Do you want to know a secret? Human rights are a legal fiction. It does not exist in reality, although we wish to think and to hope that it does. We only have a human responsibility and a human obligation, mainly to treat humans humanely. And we almost never do. This article is not about religion or philosophy, so I will not labour the point, except to say that we are inspired only if we inspire someone else. We only grow when we tend to or nurture someone else. We are only cured from psychological ills when we interact with people around us.
You can read my article: It is madness to treat mad people. They are only cured by interaction with us who are subtly mad and named humans. We have enough humanity in us to let them become human again. But ... this is not a sermon. You can consult thousands of books for that and hear millions of sermons every Sunday.
I need to address the question: what characteristics make us human? What are basic human values? What is the essence of being human?
It is not rocket science. We need to respect and consider other human beings.
We need to support humans in need. We need to act with honesty, responsibility and integrity.
What is so difficult about that? It takes no exertion to attain that and cost nothing.
What happens when we do things which are inhuman? Of course the evil fairy will curse us and we will become a beast.
How can we become human again? Of course, all we need is to experience love from a human person.
These are two very short and fantastical answers. But that is the truth given to you in the form of a fairy tale.
Yes, I believe in fairy tales. Not the far-fetched type of books which scientists dish up for us like the Darwinian Delusion or by misinformed people who write books that God is not great, but they are. It is rather the type of books children read. That is how easy it is. Those fairy tales were written for us by people who wanted to illustrate human values to us.
I need to borrow from G.K. Chesterton’s work on this:
The idea of Beauty and the Beast illustrates that inhuman values make beasts of us and we can only be human when we overcome prejudice with love.
Red Riding Hood teaches us that we should not trust people with big mouths even when they are clothed like grannies.
Jack and the Beanstalk teach us to launch an assault against pride.
Cinderella teaches us to embrace humility.
In “The Frog Prince,” the king makes the princess reject her selfish behaviour and keep her word.

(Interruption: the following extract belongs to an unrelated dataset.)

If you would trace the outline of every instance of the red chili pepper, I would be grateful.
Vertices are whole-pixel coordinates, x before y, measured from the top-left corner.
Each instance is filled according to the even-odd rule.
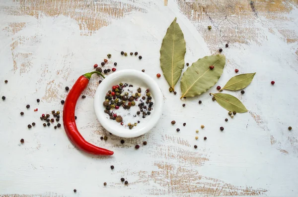
[[[77,99],[88,85],[89,80],[94,73],[99,74],[104,78],[99,72],[93,71],[86,73],[77,79],[70,91],[63,107],[63,125],[69,139],[79,149],[90,154],[111,155],[114,154],[112,151],[96,147],[86,141],[77,130],[74,120],[74,110]]]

These moral lessons are fundamental to learning to live honourably and compassionately towards others.
Fairy tales do not tell children that dragons exist. Children already know that dragons exist. Fairy tales tell children that dragons can be killed.
There are, in Chesterton’s view, necessary ethical lessons to be learned by children and adults from fairy tales. This is in stark contrast to scientific fatalism. It is a sort of realistic and fairy tale optimism boggling the human mind.
The fairy tale frees us from the law-based, unchangeable world of scientific fatalism, where explanations are everywhere but wonder is lost. Sometimes we soothe our consciences by giving a few bucks to someone begging at the roadside, knowing full well they will be running to the nearest liquor store to buy a new supply to sooth their consciences. That is not the essence of being human, and yet we cannot resist that temptation.